Article 19 of the ICCPR allows for restrictions on freedom of expression when necessity is clearly present: that officials deem a view “unacceptable” does not discharge the burden of necessity in this case, and nor does it justify the prosecution of persons for the expressing of such views. Indeed, some of the most atrocious acts in modern human history have been justified through recourse to notions of “national stability and social harmony”. To account for the prosecution of Chiranuch Premchaiporn in these terms indicates how very far removed the state in Thailand really is from the international human rights framework that it claims to respect.

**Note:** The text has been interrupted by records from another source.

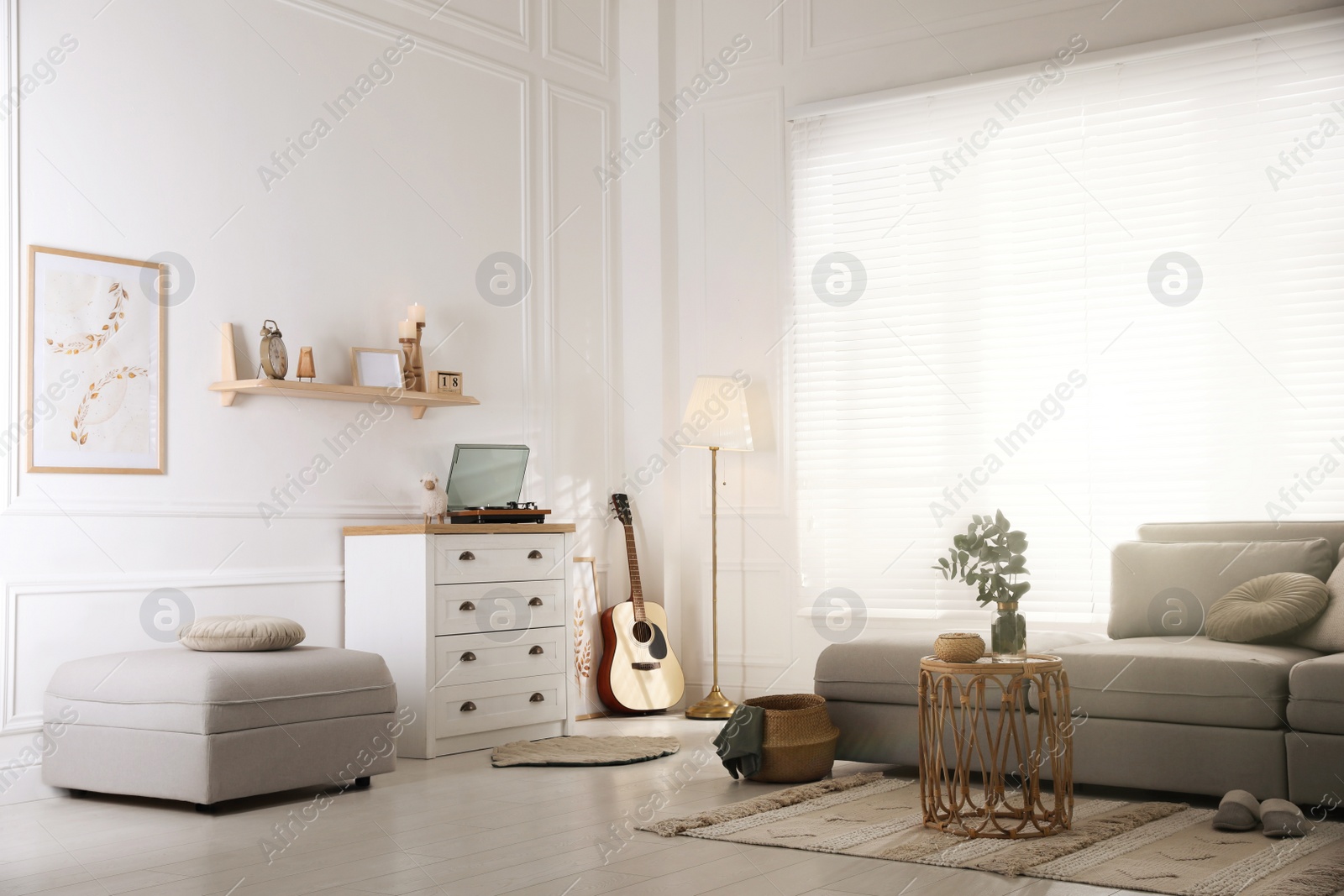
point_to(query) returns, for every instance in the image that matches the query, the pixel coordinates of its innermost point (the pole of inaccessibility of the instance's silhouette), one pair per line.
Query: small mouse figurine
(433, 503)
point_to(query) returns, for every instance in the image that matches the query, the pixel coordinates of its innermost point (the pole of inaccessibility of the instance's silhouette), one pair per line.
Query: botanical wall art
(96, 363)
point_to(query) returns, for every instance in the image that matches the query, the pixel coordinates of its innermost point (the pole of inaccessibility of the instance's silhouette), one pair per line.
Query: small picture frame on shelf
(447, 382)
(378, 367)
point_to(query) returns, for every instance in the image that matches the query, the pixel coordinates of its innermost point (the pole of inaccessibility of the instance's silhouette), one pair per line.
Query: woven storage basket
(799, 741)
(958, 647)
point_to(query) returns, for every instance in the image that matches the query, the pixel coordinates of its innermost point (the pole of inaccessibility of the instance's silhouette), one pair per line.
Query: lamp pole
(716, 705)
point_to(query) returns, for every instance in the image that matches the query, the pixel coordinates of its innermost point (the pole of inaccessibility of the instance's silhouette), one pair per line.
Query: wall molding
(750, 660)
(550, 211)
(13, 590)
(521, 39)
(774, 27)
(589, 67)
(909, 34)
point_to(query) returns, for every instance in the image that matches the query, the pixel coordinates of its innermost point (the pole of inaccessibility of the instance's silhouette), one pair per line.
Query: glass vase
(1008, 633)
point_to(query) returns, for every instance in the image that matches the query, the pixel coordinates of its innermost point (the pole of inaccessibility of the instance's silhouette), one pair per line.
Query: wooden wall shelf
(333, 391)
(230, 387)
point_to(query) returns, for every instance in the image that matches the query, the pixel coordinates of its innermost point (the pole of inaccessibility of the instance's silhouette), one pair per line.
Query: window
(1092, 296)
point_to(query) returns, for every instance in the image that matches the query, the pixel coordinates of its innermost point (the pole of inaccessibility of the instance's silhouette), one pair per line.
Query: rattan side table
(974, 718)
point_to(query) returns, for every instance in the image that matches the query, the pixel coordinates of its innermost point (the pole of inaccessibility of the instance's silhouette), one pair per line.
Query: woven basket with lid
(799, 741)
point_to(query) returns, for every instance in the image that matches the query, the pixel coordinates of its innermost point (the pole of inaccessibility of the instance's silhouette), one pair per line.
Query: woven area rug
(1163, 848)
(584, 752)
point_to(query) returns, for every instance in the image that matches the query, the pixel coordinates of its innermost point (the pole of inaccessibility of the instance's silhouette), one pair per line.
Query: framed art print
(96, 363)
(381, 367)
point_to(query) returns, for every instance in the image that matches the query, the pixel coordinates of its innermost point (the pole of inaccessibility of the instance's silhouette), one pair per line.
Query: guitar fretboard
(636, 590)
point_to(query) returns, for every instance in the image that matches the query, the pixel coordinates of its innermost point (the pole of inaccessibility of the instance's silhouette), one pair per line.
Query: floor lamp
(717, 414)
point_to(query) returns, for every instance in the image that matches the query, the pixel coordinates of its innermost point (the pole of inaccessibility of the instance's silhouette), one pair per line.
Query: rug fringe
(779, 799)
(1018, 859)
(1321, 879)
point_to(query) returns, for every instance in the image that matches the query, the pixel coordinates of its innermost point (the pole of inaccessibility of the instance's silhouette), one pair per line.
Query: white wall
(150, 139)
(734, 273)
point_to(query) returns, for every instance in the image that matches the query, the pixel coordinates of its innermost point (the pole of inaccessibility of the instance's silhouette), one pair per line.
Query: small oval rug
(584, 752)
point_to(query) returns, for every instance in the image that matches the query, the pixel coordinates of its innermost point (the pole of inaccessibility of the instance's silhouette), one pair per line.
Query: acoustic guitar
(638, 673)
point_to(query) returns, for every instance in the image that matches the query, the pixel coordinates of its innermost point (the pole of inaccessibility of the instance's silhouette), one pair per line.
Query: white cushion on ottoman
(206, 727)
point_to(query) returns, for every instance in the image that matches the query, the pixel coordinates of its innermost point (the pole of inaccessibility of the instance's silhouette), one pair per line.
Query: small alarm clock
(275, 359)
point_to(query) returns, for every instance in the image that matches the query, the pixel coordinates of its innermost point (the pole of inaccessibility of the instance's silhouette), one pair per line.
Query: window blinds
(1109, 297)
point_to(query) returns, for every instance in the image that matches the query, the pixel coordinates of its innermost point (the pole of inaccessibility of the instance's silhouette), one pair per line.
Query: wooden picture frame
(102, 324)
(389, 372)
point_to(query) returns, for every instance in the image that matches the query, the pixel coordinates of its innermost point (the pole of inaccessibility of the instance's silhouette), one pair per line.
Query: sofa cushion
(241, 633)
(887, 671)
(1317, 694)
(185, 691)
(1247, 531)
(1195, 683)
(1166, 589)
(1268, 609)
(1327, 633)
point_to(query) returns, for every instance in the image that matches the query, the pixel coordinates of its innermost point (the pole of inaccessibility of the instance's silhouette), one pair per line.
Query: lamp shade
(717, 416)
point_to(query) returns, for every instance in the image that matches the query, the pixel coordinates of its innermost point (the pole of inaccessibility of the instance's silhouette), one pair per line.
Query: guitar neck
(636, 589)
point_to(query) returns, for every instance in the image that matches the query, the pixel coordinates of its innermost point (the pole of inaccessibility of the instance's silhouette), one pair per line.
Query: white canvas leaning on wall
(96, 363)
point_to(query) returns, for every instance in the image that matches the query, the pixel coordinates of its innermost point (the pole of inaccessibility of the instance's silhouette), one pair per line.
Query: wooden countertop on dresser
(461, 528)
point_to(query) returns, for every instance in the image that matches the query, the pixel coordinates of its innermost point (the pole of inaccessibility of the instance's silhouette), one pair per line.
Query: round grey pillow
(1267, 609)
(241, 633)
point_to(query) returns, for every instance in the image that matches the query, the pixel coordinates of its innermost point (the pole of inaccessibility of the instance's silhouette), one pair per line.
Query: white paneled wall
(150, 139)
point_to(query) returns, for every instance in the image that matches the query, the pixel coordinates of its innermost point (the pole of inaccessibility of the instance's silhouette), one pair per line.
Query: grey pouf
(206, 727)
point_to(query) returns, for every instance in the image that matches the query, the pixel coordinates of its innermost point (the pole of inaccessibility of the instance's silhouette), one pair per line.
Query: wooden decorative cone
(306, 364)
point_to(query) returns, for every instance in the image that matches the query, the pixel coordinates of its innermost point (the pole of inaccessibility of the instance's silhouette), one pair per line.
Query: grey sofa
(1158, 705)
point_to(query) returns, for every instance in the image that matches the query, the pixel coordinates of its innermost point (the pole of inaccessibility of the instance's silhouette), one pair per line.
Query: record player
(486, 483)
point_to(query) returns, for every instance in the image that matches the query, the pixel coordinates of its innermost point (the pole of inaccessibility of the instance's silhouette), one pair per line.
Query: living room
(921, 372)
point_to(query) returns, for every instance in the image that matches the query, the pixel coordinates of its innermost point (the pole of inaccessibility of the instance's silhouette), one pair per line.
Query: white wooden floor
(454, 826)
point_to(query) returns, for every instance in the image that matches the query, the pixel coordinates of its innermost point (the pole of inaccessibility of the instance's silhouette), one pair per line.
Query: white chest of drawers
(474, 622)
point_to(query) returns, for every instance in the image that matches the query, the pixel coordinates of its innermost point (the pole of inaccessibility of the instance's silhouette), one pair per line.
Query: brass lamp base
(712, 707)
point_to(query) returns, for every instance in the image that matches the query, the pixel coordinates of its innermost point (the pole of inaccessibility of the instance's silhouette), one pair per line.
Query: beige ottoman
(207, 727)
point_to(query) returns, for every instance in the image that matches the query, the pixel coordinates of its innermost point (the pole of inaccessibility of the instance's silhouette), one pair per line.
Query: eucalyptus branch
(990, 557)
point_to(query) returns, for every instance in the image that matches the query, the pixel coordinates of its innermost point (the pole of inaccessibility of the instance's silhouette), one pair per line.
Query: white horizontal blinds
(1015, 300)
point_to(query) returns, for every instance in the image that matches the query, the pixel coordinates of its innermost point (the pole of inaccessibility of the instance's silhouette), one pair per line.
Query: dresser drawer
(470, 658)
(501, 610)
(497, 558)
(464, 710)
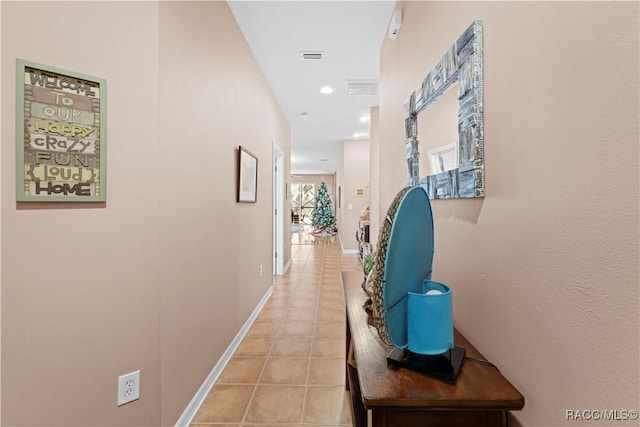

In view of the above facts, the Asian Human Rights Commission calls on the Criminal Court to ensure that no further delays are caused in the reading of this verdict, and that the trial be conducted openly, honestly and justly. A special effort must be made by the court in this case to ensure that indeed justice is done. The AHRC also wishes to point out to the court that delaying tactics will not cause human rights defenders around the world to lose interest in the case, but only heighten the amount of attention that it receives, since the use of such tactics raises the level of doubt about the manner in which the trial has been conducted and the prospects of the accused for a fair outcome. Last of all, and in this regard, the AHRC urges all those persons and organisations concerned with human rights and freedom of expression in Thailand to return to the Criminal Court on 30 May 2012 for the re-scheduled reading of the decision.